Clicca sull’immagine per vedere l’infografica«Secondo diversi studi, circa il 70 per cento del marine litter affonda, e circa il 15 per cento resta in superficie», si legge in una nota diffusa da Legambiente. In altre parole, la spazzatura trovata dai volontari sulle coste nel corso di questi campionamenti è solo la punta di un iceberg fatto di bottiglie, tappi, coperchi, mozziconi di sigaretta, piatti e bicchieri di plastica e, perfino, mattonelle e pneumatici. «Servono azioni concrete di salvaguardia e sviluppo, con il coinvolgimento di tutti i soggetti interessati e dei territori», afferma Rossella Muroni, direttrice generale di Legambiente. E servirebbe anche la sensibilizzazione di chi col mare ci lavora: il 9 per cento degli oggetti plastici trovati nella sabbia sono reti, galleggianti, nasse, fili da pesca, «senza contare l’ingente quantitativo di frammenti di polistirolo, che potrebbero essere i resti di cassette per il pesce». Tutti elementi che, assieme alle buste di plastica, possono risultare letali per tartarughe marine, uccelli e mammiferi acquatici.

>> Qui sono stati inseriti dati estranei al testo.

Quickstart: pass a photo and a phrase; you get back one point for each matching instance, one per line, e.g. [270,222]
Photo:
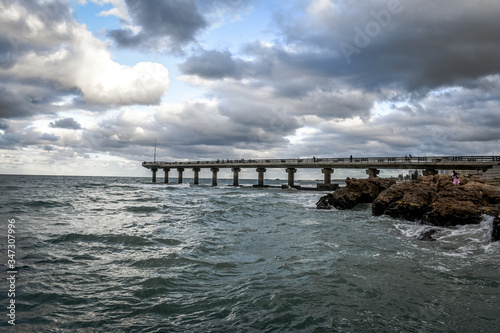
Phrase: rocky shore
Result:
[433,200]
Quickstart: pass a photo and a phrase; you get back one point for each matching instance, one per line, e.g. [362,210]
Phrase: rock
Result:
[495,235]
[427,235]
[323,202]
[355,192]
[435,200]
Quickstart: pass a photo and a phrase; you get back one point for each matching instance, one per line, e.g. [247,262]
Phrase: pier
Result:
[430,165]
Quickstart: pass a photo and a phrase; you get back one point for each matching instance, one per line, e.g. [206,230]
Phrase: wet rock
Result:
[495,235]
[436,200]
[426,235]
[355,192]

Alla maleducazione si aggiungono le colpe delle amministrazioni locali. «I rifiuti sanitari sono il segnale preoccupante dell’inefficienza dei sistemi depurativi dice ancora l’associazione Talvolta gli impianti di depurazione non riescono a filtrare neanche gli oggetti solidi di una certa grandezza. Il 79 per cento degli oggetti contati è stato registrato sulle spiagge distanti meno di un chilometro da una foce».

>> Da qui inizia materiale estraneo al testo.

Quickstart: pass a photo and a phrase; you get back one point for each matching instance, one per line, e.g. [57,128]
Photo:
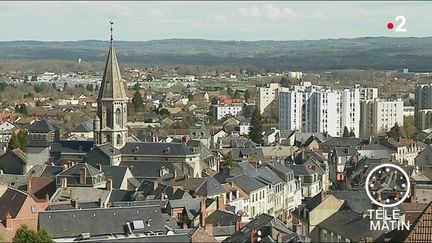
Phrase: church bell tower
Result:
[110,121]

Tra i 24 arenili scelti a mo’ di campione, anche la spiaggia della Bandita nel Palermitano (1116 rifiuti, di cui il 69 per cento con dimensioni superiori ai 25 centimetri), la spiaggia della riserva del fiume Irminio a Ragusa (602 oggetti rinvenuti, di cui il 55 per cento più grandi di 25 centimetri e il 90 per cento di materiale plastico), la spiaggia di Morghella a Pachino nel Siracusano (1297 rifiuti estratti, di cui il 7 per cento in materiali da costruzione), la spiaggia di Spinazza a Noto (773 scarti, il 14 per cento in mozziconi di sigarette), la spiaggia di Montelungo a Gela (297 rifiuti, il 17 per cento di tipo sanitario). Tra le siciliane, l’area costiera più virtuosa è in provincia di Messina: nella spiaggia di San Giovanni, a Giardini Naxos, sono stati trovati solo 32 elementi di immondizia in 10mila metri quadrati analizzati.